J'écoute les pies jaboter dans les amandiers, je lis, relis, copie, colle, biffe, bref je jouis de l'instant. Je suis au monde et j'y suis bien, avec une myriade de projets à faire éclore comme graines au printemps, que demander de plus ?

A défaut du cours de philo, Alaïs a voulu s'arrêter à la Maison de la Presse pour y prendre le magazine Philosophie. Dans le courrier des lecteurs quelqu'un se demande s'il est bien légitime de se montrer intolérant face à l'intolérance : je ne supporte pas mon voisin qui est raciste, dit-il. Et là se trouve son dilemme. Il méprise l'intolérance de son voisin mais en le faisant, ne se rend-t-il pas coupable du même travers ?  Personnellement, je n'ai pas envie de tergiverser. Le voisin raciste est un minable, celui qui n'a de cesse de vouloir reconduire les sans papiers aux frontières de nos pays qui étouffent dans une opulence mal partagée est un moins que rien, et je l'avoue, j'ai toujours éprouvé du mépris pour la tolérance. Elle a un relent de molle indifférence à des problèmes cruciaux, elle suggère une frilosité coupable ou bien à l'inverse, on se sert d'elle pour faire passer des messages autoritaires, voire despotiques. Je ne tolèrerai pas ceci ou cela, nous pratiquerons la tolérance zéro, ce charivari est intolérable, vous devriez vous montrer plus tolérante ma chère, je connais certaine maison de tolérance...  De nos jours, on tolère tant de choses contradictoires au nom de la tolérance. Pourtant je suppose que l'exposition du mot tolérance à l'air du temps l'a oxydé, corrodé, comme poutrelle de fer sous la pluie et que la tolérance selon Voltaire ou DW Griffith penchaient plutôt vers une notion infiniment plus respectable, le respect justement. Oui, je suis une femme intolérante, je ne renonce pas au droit de m'indigner tout haut, de protester avec véhémence,et je trouve qu'on a le droit d'empêcher, voire d'interdire attitudes et pratiques inacceptables, tout ce qui relève de la bêtise, de la cruauté, de la cupidité par exemple :  ah, que de portes ouvertes j'enfonce là ! Mais je m'emporte et je veux surveiller certaine bouillabaisse de morue qui ne doit pas frémir plus d'un instant.
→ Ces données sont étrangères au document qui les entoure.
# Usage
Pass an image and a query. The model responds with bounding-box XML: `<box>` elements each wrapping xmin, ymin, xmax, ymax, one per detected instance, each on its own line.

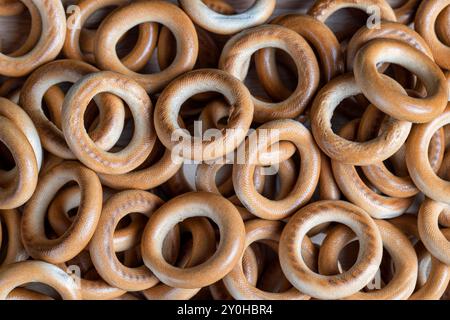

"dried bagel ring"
<box><xmin>353</xmin><ymin>39</ymin><xmax>448</xmax><ymax>123</ymax></box>
<box><xmin>417</xmin><ymin>198</ymin><xmax>450</xmax><ymax>266</ymax></box>
<box><xmin>62</xmin><ymin>71</ymin><xmax>156</xmax><ymax>174</ymax></box>
<box><xmin>0</xmin><ymin>0</ymin><xmax>66</xmax><ymax>77</ymax></box>
<box><xmin>154</xmin><ymin>69</ymin><xmax>253</xmax><ymax>161</ymax></box>
<box><xmin>358</xmin><ymin>105</ymin><xmax>445</xmax><ymax>198</ymax></box>
<box><xmin>406</xmin><ymin>103</ymin><xmax>450</xmax><ymax>204</ymax></box>
<box><xmin>233</xmin><ymin>119</ymin><xmax>320</xmax><ymax>220</ymax></box>
<box><xmin>319</xmin><ymin>220</ymin><xmax>418</xmax><ymax>300</ymax></box>
<box><xmin>94</xmin><ymin>0</ymin><xmax>198</xmax><ymax>93</ymax></box>
<box><xmin>308</xmin><ymin>0</ymin><xmax>397</xmax><ymax>35</ymax></box>
<box><xmin>179</xmin><ymin>0</ymin><xmax>276</xmax><ymax>34</ymax></box>
<box><xmin>48</xmin><ymin>186</ymin><xmax>145</xmax><ymax>252</ymax></box>
<box><xmin>0</xmin><ymin>261</ymin><xmax>81</xmax><ymax>300</ymax></box>
<box><xmin>0</xmin><ymin>115</ymin><xmax>39</xmax><ymax>209</ymax></box>
<box><xmin>141</xmin><ymin>192</ymin><xmax>245</xmax><ymax>289</ymax></box>
<box><xmin>20</xmin><ymin>60</ymin><xmax>125</xmax><ymax>159</ymax></box>
<box><xmin>414</xmin><ymin>0</ymin><xmax>450</xmax><ymax>70</ymax></box>
<box><xmin>89</xmin><ymin>190</ymin><xmax>164</xmax><ymax>291</ymax></box>
<box><xmin>21</xmin><ymin>161</ymin><xmax>102</xmax><ymax>263</ymax></box>
<box><xmin>279</xmin><ymin>200</ymin><xmax>383</xmax><ymax>299</ymax></box>
<box><xmin>331</xmin><ymin>120</ymin><xmax>414</xmax><ymax>219</ymax></box>
<box><xmin>311</xmin><ymin>74</ymin><xmax>412</xmax><ymax>165</ymax></box>
<box><xmin>346</xmin><ymin>21</ymin><xmax>434</xmax><ymax>71</ymax></box>
<box><xmin>223</xmin><ymin>219</ymin><xmax>309</xmax><ymax>300</ymax></box>
<box><xmin>219</xmin><ymin>25</ymin><xmax>320</xmax><ymax>123</ymax></box>
<box><xmin>0</xmin><ymin>0</ymin><xmax>25</xmax><ymax>17</ymax></box>
<box><xmin>142</xmin><ymin>218</ymin><xmax>216</xmax><ymax>300</ymax></box>
<box><xmin>63</xmin><ymin>0</ymin><xmax>158</xmax><ymax>70</ymax></box>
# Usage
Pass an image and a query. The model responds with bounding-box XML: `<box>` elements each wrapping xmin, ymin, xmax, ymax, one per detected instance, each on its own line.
Ce soir, grand plaisir à montrer Rebecca de Hitchcock à Alaïs : quelle galerie de portraits, quelle économie de moyens ! Parfois je détourne le regard de l'écran et l'intensité des émotions de l'héroïne se reflètent sur le visage de ma fille, je le constate avec plaisir. Elle commence à découvrir le pouvoir du cinéma, elle qui jusqu'ici le boudait un peu.